La situation s’envenime en très peu de temps et, pour les femmes, le pays devient une véritable prison. Un jour, un garçon pour qui on en pinçait tombe le masque pour révéler un intégriste de la pire espèce. Le lendemain, une amie de dortoir, enceinte d’un autre homme que celui qu’elle doit épouser lors d’un mariage arrangé, craint sérieusement pour sa vie. Bientôt, le marchand de tissu chez qui Nedjma se fournit n’a plus le droit de vendre d’autres habits féminins que le hidjab (tissu antibactérien absorbant, qui élimine la sueur et les odeurs, anti-glamour garanti !…) Pour sortir de la cité universitaire, la nuit, Nedjma doit soudoyer Mokhtar, le gardien du campus, mais, profitant du climat politique, ce dernier se met à exiger des faveurs sexuelles. Pour Nadjma et ses amies, le harcèlement sexuel est quotidien.

 

Papicha de Mounia Meddour

 

Mais Nedjma est une héroïne, une vraie, toujours insoumise. A la religion, au harcèlement, aux dictats de la société. Son petit ami lui propose de se marier et de s’exiler en France. Mais cette proposition, perverse car prenant l’amour comme prétexte, ressemble à un asservissement à peine déguisé. Nedjma refuse catégoriquement toute concession, car sa vie et sa famille sont en Algérie. Son attachement à sa terre natale est trop fort. Elle refuse d’admette que son Algérie adorée est devenue « une immense salle d’attente dont tout le monde veut sortir ». En organisant son défilé, Nedjma sait qu’elle s’expose et qu’elle expose également ses amies à la violence, à la prison, qui sait… peut-être même à la mort.

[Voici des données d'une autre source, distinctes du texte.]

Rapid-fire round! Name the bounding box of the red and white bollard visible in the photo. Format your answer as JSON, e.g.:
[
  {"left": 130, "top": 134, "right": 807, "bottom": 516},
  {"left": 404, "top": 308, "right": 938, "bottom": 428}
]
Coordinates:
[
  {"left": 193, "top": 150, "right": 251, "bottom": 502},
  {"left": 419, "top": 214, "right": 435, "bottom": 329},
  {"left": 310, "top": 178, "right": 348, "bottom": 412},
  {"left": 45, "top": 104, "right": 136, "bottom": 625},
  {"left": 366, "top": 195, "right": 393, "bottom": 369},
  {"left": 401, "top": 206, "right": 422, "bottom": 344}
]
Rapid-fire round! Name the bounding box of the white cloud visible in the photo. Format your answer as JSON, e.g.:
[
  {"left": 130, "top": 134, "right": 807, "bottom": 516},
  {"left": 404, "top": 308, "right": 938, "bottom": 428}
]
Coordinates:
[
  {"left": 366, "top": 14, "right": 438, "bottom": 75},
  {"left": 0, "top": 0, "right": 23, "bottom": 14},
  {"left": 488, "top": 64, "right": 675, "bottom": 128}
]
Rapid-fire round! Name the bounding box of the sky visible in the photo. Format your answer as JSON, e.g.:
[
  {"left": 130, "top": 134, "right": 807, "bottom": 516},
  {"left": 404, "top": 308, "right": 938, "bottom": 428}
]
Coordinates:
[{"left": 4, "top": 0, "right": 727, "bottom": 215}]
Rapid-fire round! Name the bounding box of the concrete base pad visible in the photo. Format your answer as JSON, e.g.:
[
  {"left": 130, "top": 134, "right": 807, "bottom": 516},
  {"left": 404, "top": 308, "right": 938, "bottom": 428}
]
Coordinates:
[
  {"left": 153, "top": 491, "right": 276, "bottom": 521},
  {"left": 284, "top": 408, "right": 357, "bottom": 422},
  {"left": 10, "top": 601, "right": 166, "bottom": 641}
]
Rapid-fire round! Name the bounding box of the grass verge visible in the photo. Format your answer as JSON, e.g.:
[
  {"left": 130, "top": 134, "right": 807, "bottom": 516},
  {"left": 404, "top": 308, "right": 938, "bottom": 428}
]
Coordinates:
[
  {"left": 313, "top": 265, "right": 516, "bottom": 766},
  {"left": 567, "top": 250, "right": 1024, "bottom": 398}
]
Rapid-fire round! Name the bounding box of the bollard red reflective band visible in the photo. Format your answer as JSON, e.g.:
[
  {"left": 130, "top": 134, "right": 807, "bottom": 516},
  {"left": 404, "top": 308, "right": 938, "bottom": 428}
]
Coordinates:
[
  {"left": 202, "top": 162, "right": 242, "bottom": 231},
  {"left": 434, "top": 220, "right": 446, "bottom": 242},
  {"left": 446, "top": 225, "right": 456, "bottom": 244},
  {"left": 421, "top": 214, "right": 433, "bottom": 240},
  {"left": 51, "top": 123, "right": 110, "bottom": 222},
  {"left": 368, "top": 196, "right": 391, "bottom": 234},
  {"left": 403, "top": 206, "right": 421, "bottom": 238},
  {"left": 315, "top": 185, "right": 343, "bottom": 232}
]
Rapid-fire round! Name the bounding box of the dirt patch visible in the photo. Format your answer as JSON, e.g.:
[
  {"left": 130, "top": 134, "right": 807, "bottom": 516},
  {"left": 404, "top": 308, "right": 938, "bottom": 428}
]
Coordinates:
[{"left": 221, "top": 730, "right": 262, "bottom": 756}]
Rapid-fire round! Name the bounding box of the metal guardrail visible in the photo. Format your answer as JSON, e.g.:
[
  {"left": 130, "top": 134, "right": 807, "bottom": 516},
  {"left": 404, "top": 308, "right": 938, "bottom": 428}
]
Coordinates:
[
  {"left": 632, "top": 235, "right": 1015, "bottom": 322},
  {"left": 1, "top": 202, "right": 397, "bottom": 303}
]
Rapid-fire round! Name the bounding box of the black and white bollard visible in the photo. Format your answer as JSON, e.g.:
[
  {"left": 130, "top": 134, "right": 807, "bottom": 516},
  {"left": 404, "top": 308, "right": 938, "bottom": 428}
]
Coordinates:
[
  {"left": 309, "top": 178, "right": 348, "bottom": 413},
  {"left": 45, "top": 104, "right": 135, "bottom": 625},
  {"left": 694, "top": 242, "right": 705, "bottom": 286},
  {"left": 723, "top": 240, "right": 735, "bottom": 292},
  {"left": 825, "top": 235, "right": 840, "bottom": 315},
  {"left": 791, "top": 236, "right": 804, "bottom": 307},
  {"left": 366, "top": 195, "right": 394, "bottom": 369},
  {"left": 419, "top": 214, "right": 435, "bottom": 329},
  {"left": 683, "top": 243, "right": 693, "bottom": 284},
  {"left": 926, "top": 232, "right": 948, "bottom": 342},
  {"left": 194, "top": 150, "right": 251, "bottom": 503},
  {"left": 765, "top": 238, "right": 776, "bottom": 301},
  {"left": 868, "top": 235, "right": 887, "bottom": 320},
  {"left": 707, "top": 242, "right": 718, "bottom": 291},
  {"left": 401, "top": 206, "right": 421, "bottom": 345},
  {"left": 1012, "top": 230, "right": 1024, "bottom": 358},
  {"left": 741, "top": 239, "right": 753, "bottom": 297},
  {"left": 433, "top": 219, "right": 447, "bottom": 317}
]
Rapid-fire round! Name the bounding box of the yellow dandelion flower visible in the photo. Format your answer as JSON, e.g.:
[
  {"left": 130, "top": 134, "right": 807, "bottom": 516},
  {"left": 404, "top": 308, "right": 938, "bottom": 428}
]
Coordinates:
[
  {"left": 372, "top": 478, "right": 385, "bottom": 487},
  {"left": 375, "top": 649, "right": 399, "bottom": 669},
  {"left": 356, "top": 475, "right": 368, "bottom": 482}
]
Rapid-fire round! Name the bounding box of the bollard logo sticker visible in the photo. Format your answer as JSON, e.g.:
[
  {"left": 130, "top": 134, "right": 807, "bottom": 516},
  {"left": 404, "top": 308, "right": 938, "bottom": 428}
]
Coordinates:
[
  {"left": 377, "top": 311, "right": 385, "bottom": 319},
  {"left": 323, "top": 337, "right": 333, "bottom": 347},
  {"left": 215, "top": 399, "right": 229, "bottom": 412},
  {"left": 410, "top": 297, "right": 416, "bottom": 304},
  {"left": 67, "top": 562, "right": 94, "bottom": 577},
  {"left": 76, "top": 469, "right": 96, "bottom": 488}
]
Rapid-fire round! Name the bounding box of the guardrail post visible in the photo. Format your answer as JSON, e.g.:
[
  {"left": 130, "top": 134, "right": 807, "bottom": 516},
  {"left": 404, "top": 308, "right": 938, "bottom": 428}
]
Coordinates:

Inspiré de faits réels, ce brûlot magnifique et choquant de Mounia Meddour montre le dilemme cornélien qui touche Nedjma : tout tenter au nom de la liberté, au risque d’être abattue ou renier ses principes et se taire. Classique dans sa construction, mais très efficace dans sa graduelle description d’un étau qui se resserre, Papicha est le cri de rage d’une jeune femme désirant simplement vivre comme elle l’entend. Le film dévoile le talent de son actrice principale : l’exceptionnelle Lyna Khoudri (déjà vue en France dans La Fête est finie, bientôt à l’affiche de Hors Normes, du duo Nakache / Toledano et du prochain Wes Anderson). Aucun doute là-dessus, cacher et museler une femme comme celle-là relèverait vraiment du crime contre l’humanité.